Easton Police Department Sgt. Jason Dyott, 38, has served with the department since 2008, according to charging documents. The officer was charged in April with allegedly using his department-issued cellphone to communicate in a “sexual manner” through Snapchat with teenagers and students at Talbot County high schools and engaging in physical sexual acts with two teens while on duty, according to charging documents.

“Law enforcement officers who abuse the power of their position, and betray the trust of the community, must be held accountable,” Howard said in a news release.

In November 2022, Dyott began communicating with a Talbot County high school student, and in the following months “leveraged his position as a police officer in order to engage in a sexual relationship,” the charging document read. He sent the teen sexually provocative and explicit images, and they had sex twice.

While on duty, the officer met the teen in a Target parking lot in Easton and the two made out in his patrol vehicle, according to the charging document. After learning that the Talbot County Sheriff’s Office was investigating his sexual contact with students, the officer searched phrases like, “legal consent sex age in md” and “explicit pics sent law in md” on his personal cellphone, among other searches for teen sexting laws and a statutory rape lawyer in the state.

The officer began communicating with a second teen who had graduated from a Talbot County high school in 2022 around November of that same year, according to the charging document.
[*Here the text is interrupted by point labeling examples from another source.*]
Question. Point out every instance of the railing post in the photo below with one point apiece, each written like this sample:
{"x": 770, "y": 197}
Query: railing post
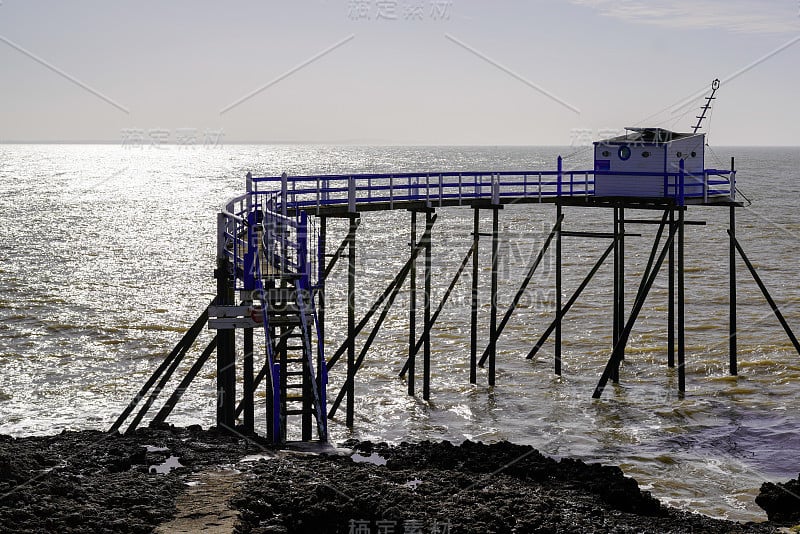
{"x": 559, "y": 177}
{"x": 303, "y": 265}
{"x": 284, "y": 193}
{"x": 351, "y": 194}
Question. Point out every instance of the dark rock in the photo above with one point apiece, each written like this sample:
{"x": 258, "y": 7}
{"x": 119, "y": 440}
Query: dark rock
{"x": 781, "y": 501}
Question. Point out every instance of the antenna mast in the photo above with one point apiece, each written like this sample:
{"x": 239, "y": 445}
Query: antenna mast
{"x": 707, "y": 106}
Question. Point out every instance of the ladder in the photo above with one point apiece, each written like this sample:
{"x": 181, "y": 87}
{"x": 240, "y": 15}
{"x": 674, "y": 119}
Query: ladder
{"x": 707, "y": 105}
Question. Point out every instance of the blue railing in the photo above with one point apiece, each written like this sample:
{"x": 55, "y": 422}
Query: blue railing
{"x": 273, "y": 212}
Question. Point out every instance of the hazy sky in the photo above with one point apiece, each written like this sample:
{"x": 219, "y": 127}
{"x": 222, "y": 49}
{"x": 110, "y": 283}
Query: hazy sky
{"x": 396, "y": 71}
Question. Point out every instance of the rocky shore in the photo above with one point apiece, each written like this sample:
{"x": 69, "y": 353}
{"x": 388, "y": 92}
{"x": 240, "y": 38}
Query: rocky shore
{"x": 191, "y": 480}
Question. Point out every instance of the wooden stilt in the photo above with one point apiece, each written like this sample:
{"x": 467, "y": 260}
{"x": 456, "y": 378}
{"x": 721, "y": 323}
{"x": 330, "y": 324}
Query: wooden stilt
{"x": 671, "y": 298}
{"x": 732, "y": 349}
{"x": 226, "y": 356}
{"x": 473, "y": 333}
{"x": 248, "y": 389}
{"x": 493, "y": 305}
{"x": 426, "y": 334}
{"x": 412, "y": 307}
{"x": 559, "y": 314}
{"x": 681, "y": 310}
{"x": 351, "y": 321}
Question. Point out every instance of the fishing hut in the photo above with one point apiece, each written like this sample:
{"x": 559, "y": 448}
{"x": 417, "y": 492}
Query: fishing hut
{"x": 274, "y": 270}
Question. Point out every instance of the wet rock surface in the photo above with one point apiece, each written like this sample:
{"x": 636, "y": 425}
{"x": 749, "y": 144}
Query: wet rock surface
{"x": 781, "y": 501}
{"x": 97, "y": 482}
{"x": 438, "y": 487}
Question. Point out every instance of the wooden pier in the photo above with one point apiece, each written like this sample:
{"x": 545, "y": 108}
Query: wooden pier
{"x": 271, "y": 304}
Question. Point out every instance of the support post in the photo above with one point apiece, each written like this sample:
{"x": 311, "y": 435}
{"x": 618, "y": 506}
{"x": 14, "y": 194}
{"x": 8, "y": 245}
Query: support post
{"x": 734, "y": 368}
{"x": 493, "y": 306}
{"x": 473, "y": 344}
{"x": 621, "y": 293}
{"x": 615, "y": 299}
{"x": 322, "y": 371}
{"x": 351, "y": 321}
{"x": 569, "y": 303}
{"x": 775, "y": 309}
{"x": 681, "y": 310}
{"x": 226, "y": 355}
{"x": 426, "y": 345}
{"x": 671, "y": 297}
{"x": 557, "y": 352}
{"x": 248, "y": 387}
{"x": 412, "y": 306}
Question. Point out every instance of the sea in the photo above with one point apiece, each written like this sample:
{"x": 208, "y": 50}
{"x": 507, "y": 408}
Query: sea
{"x": 107, "y": 257}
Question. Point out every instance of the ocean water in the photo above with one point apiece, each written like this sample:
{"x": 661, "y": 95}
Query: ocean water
{"x": 108, "y": 252}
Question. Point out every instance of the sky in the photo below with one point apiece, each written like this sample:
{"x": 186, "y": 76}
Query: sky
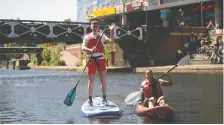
{"x": 43, "y": 10}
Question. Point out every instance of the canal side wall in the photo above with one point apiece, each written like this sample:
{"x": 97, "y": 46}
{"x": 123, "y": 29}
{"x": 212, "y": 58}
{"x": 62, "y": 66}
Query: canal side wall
{"x": 160, "y": 69}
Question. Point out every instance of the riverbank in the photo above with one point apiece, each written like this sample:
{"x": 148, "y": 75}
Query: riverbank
{"x": 179, "y": 69}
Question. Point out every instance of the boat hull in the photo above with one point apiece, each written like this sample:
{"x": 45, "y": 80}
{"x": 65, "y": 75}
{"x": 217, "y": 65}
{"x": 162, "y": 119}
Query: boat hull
{"x": 161, "y": 112}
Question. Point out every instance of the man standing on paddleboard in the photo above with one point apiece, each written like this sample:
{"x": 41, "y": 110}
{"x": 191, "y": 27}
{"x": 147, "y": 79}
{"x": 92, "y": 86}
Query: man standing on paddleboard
{"x": 97, "y": 62}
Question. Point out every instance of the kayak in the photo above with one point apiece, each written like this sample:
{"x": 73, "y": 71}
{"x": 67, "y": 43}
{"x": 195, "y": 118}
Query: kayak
{"x": 161, "y": 112}
{"x": 100, "y": 109}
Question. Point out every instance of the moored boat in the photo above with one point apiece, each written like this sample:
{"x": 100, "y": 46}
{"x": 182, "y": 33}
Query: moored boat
{"x": 161, "y": 112}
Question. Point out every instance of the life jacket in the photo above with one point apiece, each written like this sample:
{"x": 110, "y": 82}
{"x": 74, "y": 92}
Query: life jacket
{"x": 92, "y": 42}
{"x": 154, "y": 90}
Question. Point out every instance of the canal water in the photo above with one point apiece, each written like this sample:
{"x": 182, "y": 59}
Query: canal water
{"x": 37, "y": 97}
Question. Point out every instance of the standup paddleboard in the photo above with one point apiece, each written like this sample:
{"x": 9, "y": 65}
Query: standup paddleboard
{"x": 100, "y": 109}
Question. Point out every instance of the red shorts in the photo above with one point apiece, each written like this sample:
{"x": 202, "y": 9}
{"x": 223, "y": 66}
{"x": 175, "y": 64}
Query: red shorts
{"x": 92, "y": 67}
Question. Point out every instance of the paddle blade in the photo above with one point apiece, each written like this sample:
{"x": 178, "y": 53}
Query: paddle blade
{"x": 131, "y": 98}
{"x": 70, "y": 97}
{"x": 184, "y": 61}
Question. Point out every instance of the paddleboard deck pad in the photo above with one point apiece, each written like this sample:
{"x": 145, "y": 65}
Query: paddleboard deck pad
{"x": 100, "y": 109}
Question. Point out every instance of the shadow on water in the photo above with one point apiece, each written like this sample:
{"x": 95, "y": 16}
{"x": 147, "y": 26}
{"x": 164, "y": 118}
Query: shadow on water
{"x": 70, "y": 121}
{"x": 37, "y": 97}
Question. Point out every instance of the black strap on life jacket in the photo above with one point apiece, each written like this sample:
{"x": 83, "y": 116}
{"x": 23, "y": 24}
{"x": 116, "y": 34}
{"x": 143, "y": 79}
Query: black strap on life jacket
{"x": 154, "y": 89}
{"x": 95, "y": 59}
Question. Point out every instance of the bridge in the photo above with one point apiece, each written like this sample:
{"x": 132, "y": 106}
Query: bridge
{"x": 139, "y": 45}
{"x": 68, "y": 32}
{"x": 20, "y": 50}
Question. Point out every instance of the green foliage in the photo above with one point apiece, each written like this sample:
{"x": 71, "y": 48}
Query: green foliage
{"x": 33, "y": 60}
{"x": 46, "y": 54}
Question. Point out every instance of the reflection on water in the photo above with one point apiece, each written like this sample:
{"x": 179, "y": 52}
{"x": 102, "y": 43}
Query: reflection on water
{"x": 37, "y": 97}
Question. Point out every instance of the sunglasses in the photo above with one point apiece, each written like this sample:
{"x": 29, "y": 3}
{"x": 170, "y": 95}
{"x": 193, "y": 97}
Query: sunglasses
{"x": 96, "y": 26}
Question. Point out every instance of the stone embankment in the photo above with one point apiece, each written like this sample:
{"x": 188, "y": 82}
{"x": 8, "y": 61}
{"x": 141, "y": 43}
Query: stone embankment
{"x": 179, "y": 69}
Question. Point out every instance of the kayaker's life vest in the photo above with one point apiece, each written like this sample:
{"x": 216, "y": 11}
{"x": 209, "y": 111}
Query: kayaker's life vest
{"x": 154, "y": 90}
{"x": 92, "y": 42}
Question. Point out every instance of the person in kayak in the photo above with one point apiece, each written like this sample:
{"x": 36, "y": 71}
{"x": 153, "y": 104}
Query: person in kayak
{"x": 152, "y": 94}
{"x": 97, "y": 62}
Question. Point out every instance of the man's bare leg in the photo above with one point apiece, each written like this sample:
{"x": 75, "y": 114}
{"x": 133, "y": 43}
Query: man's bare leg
{"x": 90, "y": 88}
{"x": 102, "y": 75}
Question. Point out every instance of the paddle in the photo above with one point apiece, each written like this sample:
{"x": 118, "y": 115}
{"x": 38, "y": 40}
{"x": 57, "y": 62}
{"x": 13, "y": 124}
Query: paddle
{"x": 131, "y": 98}
{"x": 69, "y": 99}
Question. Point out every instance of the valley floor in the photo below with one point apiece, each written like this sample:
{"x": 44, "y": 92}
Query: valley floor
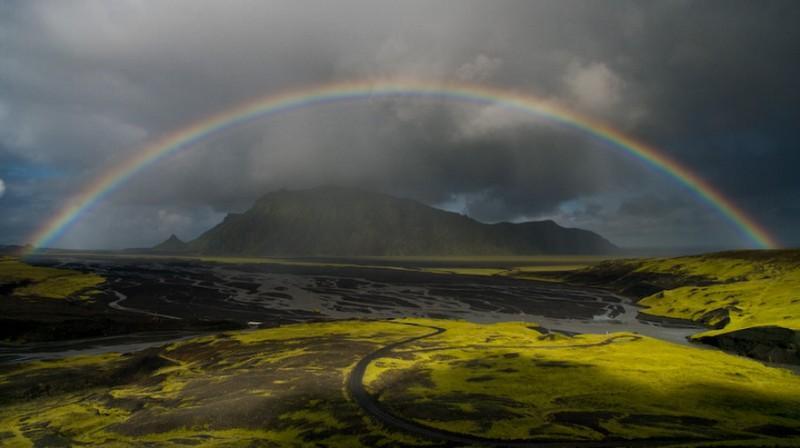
{"x": 355, "y": 354}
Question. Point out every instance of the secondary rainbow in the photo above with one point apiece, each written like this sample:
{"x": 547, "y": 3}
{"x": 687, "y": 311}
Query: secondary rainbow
{"x": 285, "y": 101}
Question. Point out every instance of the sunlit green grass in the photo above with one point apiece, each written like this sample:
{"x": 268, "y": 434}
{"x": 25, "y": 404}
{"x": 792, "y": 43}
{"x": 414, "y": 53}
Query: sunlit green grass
{"x": 756, "y": 288}
{"x": 45, "y": 282}
{"x": 530, "y": 378}
{"x": 286, "y": 386}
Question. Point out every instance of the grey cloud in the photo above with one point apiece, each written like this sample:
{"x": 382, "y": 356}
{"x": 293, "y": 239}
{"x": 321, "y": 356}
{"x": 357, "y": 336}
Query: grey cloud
{"x": 84, "y": 84}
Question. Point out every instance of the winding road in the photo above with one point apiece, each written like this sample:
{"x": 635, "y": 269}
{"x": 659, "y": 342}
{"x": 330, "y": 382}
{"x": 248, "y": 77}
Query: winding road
{"x": 372, "y": 406}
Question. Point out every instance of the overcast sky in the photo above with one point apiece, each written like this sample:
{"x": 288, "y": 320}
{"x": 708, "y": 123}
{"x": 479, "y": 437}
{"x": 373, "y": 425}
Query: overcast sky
{"x": 714, "y": 84}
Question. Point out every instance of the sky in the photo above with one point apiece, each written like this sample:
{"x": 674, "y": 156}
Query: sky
{"x": 713, "y": 84}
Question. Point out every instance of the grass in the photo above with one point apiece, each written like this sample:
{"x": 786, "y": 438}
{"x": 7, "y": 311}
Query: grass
{"x": 285, "y": 386}
{"x": 751, "y": 288}
{"x": 51, "y": 283}
{"x": 510, "y": 381}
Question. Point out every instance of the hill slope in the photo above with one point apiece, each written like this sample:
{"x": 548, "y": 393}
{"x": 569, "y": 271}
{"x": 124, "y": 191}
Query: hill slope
{"x": 350, "y": 222}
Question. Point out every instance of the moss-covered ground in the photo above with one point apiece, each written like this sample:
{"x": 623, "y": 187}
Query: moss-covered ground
{"x": 25, "y": 280}
{"x": 286, "y": 386}
{"x": 730, "y": 290}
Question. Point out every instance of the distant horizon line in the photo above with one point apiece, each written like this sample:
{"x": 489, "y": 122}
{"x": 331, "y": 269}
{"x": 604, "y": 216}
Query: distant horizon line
{"x": 369, "y": 89}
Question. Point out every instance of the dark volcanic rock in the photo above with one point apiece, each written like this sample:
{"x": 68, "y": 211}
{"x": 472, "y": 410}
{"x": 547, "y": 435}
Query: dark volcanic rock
{"x": 351, "y": 222}
{"x": 770, "y": 343}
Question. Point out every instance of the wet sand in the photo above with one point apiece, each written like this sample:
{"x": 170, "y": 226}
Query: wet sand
{"x": 263, "y": 295}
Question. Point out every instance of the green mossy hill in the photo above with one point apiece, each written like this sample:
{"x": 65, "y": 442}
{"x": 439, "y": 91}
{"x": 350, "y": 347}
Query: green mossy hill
{"x": 286, "y": 387}
{"x": 351, "y": 222}
{"x": 750, "y": 300}
{"x": 23, "y": 280}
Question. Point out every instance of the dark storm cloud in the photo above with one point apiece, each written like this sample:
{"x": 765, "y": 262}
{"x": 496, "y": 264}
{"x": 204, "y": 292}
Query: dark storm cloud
{"x": 85, "y": 83}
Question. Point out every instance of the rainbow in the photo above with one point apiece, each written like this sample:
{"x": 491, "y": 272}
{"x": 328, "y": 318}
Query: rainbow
{"x": 385, "y": 88}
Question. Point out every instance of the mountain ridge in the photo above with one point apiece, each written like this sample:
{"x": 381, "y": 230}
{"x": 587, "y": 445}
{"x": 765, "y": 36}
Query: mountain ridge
{"x": 338, "y": 221}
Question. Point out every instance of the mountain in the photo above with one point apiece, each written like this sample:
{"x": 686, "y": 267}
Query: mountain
{"x": 173, "y": 244}
{"x": 337, "y": 221}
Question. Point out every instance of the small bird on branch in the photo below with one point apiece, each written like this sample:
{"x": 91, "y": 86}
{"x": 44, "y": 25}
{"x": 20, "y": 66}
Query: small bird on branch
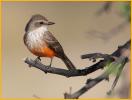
{"x": 42, "y": 43}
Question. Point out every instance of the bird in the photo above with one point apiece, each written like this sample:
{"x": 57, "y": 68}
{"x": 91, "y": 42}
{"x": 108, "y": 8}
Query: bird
{"x": 42, "y": 43}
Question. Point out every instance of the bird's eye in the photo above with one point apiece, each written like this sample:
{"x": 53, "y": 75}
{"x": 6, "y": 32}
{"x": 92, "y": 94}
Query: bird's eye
{"x": 41, "y": 22}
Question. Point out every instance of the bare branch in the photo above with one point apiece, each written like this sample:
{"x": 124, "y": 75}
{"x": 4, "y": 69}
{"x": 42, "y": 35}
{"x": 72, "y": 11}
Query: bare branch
{"x": 87, "y": 70}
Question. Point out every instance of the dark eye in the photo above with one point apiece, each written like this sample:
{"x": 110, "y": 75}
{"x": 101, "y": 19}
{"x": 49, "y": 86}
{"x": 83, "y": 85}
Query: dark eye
{"x": 41, "y": 23}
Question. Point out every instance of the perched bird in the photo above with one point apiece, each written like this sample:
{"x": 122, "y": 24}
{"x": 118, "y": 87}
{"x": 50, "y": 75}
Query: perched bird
{"x": 42, "y": 43}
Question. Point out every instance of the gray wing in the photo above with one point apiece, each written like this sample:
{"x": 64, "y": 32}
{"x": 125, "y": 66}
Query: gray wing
{"x": 53, "y": 44}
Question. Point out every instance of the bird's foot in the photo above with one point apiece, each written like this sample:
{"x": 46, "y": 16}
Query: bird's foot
{"x": 38, "y": 59}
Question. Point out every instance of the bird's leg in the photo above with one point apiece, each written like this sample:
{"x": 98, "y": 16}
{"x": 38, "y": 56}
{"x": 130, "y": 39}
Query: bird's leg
{"x": 37, "y": 59}
{"x": 51, "y": 62}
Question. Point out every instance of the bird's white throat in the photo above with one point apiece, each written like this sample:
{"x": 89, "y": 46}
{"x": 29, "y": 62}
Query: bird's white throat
{"x": 35, "y": 37}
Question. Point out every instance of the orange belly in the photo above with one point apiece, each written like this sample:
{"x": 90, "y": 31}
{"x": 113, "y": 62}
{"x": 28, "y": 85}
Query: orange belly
{"x": 44, "y": 52}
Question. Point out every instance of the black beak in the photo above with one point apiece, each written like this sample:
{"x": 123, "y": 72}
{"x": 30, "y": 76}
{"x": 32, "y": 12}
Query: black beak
{"x": 51, "y": 23}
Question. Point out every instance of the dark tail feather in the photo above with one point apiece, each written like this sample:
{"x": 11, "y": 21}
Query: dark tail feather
{"x": 68, "y": 63}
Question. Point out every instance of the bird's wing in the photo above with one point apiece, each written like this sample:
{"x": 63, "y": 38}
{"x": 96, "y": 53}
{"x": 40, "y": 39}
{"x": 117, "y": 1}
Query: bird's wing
{"x": 53, "y": 43}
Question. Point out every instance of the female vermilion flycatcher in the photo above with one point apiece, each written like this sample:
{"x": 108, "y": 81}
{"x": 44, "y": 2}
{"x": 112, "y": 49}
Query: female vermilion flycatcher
{"x": 42, "y": 43}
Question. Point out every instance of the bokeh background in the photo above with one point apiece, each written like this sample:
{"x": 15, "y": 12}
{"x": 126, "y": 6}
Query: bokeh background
{"x": 74, "y": 23}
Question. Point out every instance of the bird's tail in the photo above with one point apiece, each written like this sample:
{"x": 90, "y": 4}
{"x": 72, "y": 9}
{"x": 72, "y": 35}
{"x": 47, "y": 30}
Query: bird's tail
{"x": 68, "y": 63}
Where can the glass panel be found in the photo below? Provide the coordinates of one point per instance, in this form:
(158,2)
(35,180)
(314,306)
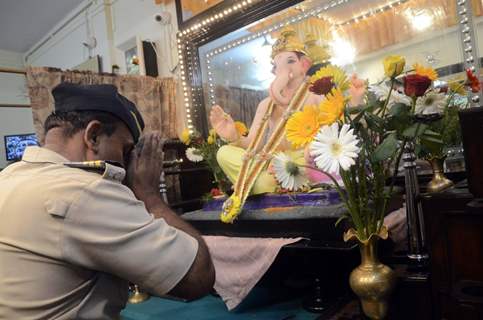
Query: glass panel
(191,8)
(358,34)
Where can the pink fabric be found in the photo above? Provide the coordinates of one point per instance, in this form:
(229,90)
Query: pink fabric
(240,263)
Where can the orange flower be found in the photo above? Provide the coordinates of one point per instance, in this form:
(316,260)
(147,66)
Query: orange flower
(241,128)
(302,126)
(473,81)
(428,72)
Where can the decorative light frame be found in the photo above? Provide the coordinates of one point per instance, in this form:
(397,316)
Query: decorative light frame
(469,44)
(187,59)
(232,15)
(276,26)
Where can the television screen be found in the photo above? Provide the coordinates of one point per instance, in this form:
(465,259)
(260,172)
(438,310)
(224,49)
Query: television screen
(16,144)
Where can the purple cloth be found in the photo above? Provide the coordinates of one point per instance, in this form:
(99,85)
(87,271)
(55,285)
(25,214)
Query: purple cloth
(271,200)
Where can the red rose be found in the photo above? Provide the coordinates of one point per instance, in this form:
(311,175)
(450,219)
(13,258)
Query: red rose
(443,89)
(216,192)
(473,81)
(322,86)
(416,85)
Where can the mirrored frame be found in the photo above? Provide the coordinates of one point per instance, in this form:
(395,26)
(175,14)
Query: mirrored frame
(230,16)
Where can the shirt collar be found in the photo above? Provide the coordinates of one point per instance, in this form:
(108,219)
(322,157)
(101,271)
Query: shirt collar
(38,154)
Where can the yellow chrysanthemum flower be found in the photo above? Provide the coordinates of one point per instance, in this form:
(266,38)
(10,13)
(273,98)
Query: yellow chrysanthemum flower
(302,126)
(211,136)
(425,71)
(185,136)
(332,108)
(231,209)
(393,65)
(457,86)
(337,74)
(241,128)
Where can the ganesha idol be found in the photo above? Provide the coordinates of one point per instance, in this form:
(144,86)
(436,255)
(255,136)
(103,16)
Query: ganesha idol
(246,159)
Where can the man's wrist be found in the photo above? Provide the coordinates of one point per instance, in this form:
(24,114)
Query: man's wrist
(150,198)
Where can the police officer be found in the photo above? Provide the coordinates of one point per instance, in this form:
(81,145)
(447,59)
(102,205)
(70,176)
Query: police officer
(72,234)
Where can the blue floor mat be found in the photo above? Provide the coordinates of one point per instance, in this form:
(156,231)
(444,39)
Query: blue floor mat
(212,308)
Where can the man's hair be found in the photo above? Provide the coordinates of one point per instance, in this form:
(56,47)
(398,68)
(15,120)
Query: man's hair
(74,121)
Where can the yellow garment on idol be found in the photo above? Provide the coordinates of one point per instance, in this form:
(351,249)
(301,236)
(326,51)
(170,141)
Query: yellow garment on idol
(230,160)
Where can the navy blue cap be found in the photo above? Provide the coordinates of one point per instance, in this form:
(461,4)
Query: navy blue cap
(99,97)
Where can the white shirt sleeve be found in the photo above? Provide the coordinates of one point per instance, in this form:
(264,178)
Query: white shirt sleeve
(107,229)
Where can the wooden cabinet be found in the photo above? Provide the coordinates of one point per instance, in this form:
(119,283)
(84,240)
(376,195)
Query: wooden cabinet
(187,182)
(454,227)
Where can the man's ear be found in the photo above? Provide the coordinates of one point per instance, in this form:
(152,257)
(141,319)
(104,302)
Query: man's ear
(306,63)
(91,135)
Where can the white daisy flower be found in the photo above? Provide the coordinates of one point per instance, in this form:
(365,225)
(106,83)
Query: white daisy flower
(194,155)
(332,149)
(288,174)
(381,91)
(432,102)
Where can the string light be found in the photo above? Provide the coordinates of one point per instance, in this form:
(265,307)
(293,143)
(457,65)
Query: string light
(370,13)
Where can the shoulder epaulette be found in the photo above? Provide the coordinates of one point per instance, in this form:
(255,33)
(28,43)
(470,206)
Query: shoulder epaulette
(108,169)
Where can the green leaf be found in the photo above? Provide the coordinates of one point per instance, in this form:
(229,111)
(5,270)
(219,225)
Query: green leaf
(341,218)
(411,131)
(431,145)
(399,109)
(374,122)
(386,149)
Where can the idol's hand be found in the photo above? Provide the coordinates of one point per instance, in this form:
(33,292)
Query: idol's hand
(357,90)
(145,166)
(223,124)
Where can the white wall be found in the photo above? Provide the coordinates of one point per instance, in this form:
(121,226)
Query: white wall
(116,25)
(12,86)
(13,91)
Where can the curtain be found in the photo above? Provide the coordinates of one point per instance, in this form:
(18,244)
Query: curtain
(374,32)
(155,98)
(240,103)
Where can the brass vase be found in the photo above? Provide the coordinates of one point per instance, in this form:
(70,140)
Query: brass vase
(138,296)
(439,182)
(372,281)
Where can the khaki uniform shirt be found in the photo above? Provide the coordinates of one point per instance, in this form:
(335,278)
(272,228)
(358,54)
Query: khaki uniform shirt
(69,236)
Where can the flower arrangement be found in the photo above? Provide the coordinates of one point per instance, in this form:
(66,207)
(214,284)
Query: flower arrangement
(363,144)
(200,150)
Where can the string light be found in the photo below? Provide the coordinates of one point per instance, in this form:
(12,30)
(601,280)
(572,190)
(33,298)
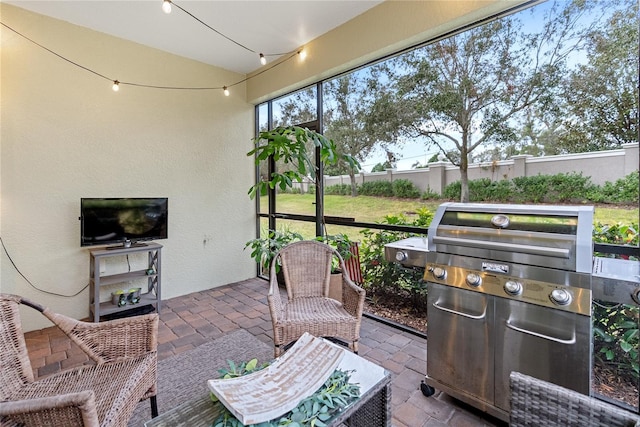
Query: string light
(117,83)
(166,6)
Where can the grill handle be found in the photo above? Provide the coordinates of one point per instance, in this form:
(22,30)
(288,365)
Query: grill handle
(510,247)
(459,313)
(543,336)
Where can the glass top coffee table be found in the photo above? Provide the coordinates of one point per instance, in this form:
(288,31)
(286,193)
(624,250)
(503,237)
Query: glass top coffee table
(371,409)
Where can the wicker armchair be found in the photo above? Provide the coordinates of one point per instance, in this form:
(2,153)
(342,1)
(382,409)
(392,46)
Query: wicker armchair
(306,267)
(101,394)
(538,403)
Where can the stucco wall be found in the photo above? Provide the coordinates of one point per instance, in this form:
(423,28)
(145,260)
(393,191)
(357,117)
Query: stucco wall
(65,135)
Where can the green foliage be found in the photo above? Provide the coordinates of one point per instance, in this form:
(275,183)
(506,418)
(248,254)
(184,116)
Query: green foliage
(289,146)
(616,337)
(618,234)
(338,190)
(382,167)
(314,411)
(624,190)
(341,243)
(559,188)
(405,189)
(376,188)
(383,278)
(263,249)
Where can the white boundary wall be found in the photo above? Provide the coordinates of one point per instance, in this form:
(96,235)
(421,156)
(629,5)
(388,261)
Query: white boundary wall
(600,166)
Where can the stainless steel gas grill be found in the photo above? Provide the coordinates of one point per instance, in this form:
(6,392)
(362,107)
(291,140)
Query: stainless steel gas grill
(509,289)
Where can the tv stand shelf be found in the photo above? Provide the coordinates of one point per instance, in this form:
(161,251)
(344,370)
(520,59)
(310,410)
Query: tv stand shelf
(96,280)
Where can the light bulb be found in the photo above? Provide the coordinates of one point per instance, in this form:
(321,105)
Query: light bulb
(166,6)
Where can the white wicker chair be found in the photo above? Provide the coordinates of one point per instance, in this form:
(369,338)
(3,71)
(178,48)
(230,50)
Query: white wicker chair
(306,267)
(538,403)
(103,394)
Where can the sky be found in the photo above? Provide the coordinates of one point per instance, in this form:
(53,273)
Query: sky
(417,151)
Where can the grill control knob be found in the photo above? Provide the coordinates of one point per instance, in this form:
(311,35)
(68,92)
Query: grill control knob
(474,280)
(438,272)
(401,256)
(513,288)
(560,297)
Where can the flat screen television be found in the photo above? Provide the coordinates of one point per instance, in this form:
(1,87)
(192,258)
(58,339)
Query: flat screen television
(126,221)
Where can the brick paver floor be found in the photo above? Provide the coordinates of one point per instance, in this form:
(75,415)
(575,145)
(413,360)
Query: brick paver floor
(190,320)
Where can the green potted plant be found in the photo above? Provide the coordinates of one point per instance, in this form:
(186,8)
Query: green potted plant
(264,249)
(342,244)
(293,147)
(290,145)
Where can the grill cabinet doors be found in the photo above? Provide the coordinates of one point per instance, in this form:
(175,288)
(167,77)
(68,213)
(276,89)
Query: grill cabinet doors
(460,349)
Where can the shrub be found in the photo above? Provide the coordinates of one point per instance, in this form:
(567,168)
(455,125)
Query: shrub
(383,278)
(405,189)
(338,190)
(624,190)
(376,188)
He was on duty Nov. 11, 2022, when he texted the teen to get her from a friend’s house, picking her up that evening in his patrol car and having sex in the vehicle.

“The Easton Police Department is thankful for the diligence and professionalism of the Office of the State Prosecutor during the investigation and criminal prosecution of Mr. Dyott,” Chief of Police Alan Lowrey wrote in a release. “We are grateful for the careful consideration the court gave to deciding this case and finding that Mr. Dyott’s actions constituted misconduct in office.”

The police department will seek to issue the appropriate administrative penalties to Dyott, Lowrey said in the release.

After a trial in Circuit Court for Talbot County, the officer was found guilty on both counts of misconduct. He awaits sentencing Nov. 1.

SBWD Law, the office of Dyott’s lawyer, Shaun Frederick Owens, declined to comment.